Espaço para as fibras de frutas
“Existem poucos estudos com fibras de frutas, principalmente como ingredientes. A esmagadora maioria do conhecimento é sobre fibra de cereais. É um universo todo a ser explorado”, explica o pesquisador da Embrapa Agroindústria Tropical Edy Brito.
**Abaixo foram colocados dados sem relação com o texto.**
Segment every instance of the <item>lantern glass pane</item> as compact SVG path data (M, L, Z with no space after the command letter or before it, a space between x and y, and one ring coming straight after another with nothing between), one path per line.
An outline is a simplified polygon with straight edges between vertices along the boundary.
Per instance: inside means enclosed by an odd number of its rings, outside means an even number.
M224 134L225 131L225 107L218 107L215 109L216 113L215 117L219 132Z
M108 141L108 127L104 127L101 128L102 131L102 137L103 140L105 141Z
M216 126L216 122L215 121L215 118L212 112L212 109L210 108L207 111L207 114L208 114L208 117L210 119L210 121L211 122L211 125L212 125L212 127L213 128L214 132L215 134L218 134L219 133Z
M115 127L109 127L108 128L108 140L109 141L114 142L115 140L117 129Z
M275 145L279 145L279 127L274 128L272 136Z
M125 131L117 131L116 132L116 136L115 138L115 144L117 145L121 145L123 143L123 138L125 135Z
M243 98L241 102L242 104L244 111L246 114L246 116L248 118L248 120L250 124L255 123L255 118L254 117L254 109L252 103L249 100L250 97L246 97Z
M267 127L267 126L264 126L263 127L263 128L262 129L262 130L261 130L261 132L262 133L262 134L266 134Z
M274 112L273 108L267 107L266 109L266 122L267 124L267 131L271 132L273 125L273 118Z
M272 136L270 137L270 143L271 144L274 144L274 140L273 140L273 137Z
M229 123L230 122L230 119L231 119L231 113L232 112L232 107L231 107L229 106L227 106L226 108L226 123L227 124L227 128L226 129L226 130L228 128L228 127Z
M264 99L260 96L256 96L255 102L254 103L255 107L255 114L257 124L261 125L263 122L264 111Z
Ele coordena o Laboratório Multiusuário de Química de Produtos Naturais, onde foram realizados os testes químicos com o bagaço de caju.
Segundo Brito, a perspectiva é contribuir para o desenvolvimento de um novo ingrediente para a indústria alimentícia, a partir de uma matéria-prima regional com bom potencial funcional e nutricional.
Fibra tratada X integral
Na primeira fase da pesquisa os cientistas haviam avaliado o consumo do bagaço de caju integral, sem a retirada dos compostos de baixo peso molecular. Os resultados foram bem diferentes. Em animais submetidos a uma dieta normal, a fibra integral alterou o metabolismo dos lipídeos, aumentando colesterol e triglicerídeos.
Quando os compostos de baixo peso molecular foram excluídos e mantida a dieta com padrões normais de calorias, o efeito foi diferente, com redução da glicemia, da insulina e da grelina. O metabolismo dos lipídeos nos animais manteve-se inalterado. A partir desses resultados, os pesquisadores decidiram utilizar a fibra processada em animais submetidos à dieta hipercalórica.
Conforme a pesquisadora Diana Carvalho, a fibra integral não deve ter apresentado bons resultados por conta do alto teor de frutose, o açúcar das frutas. “A frutose está muito relacionada ao aumento da gordura abdominal. Observamos aumento da gordura abdominal no grupo que consumiu a fibra em sua forma integral”, diz.
Conforme a pesquisadora, a partir desses estudos, pode-se concluir que o bagaço de caju integral deve ser consumido com cautela. “Para que se tenha um efeito funcional na redução de peso, é necessário submeter a fibra a um tratamento”, frisa. Os estudos com animais contaram com a colaboração da professora Flávia Almeida Santos, do Departamento de Fisiologia e Farmacologia da UFC.
Química do caju
Os resultados obtidos no estudo fazem parte de um esforço de desenvolvimento de produtos de alto valor agregado a partir do caju. Na Embrapa Agroindústria Tropical diversos estudos relacionados ao tema são realizados, entre eles para o aproveitamento do bagaço de caju, um resíduo abundante da indústria de suco que é desperdiçado.
Entre os resultados já obtidos, está o desenvolvimento do extrato concentrado de carotenoides. De intensa coloração amarela, acredita-se que o produto possa apresentar potencial para uso como substituto de corantes artificiais pela indústria de alimentos. Outro trabalho realizado foi a caracterização da fibra do bagaço de caju, um importante passo para o aproveitamento na indústria alimentícia.
Todos esses estudos têm em comum a participação do Laboratório Multiusuário de Química de Produtos Naturais. Uma estrutura dedicada à descoberta de novas moléculas bioativas, ao estudo de espécies produtoras de princípios ativos para alimentos funcionais, fármacos, biodefensivos e outros produtos.
O Laboratório Multiusuário de Química de Produtos Naturais fica na Embrapa Agroindústria Tropical, em Fortaleza (CE), dispõe de infraestrutura de 850 m² destinada à extração, fracionamento, isolamento, quantificação e identificação de compostos químicos naturais e sintéticos. É dotado de equipamentos como cromatógrafos líquido e gasoso, ressonância magnética nuclear, espectrômetro de massa e na região do infravermelho. A estrutura conta, ainda, com uma planta-piloto de extração e purificação de compostos voláteis.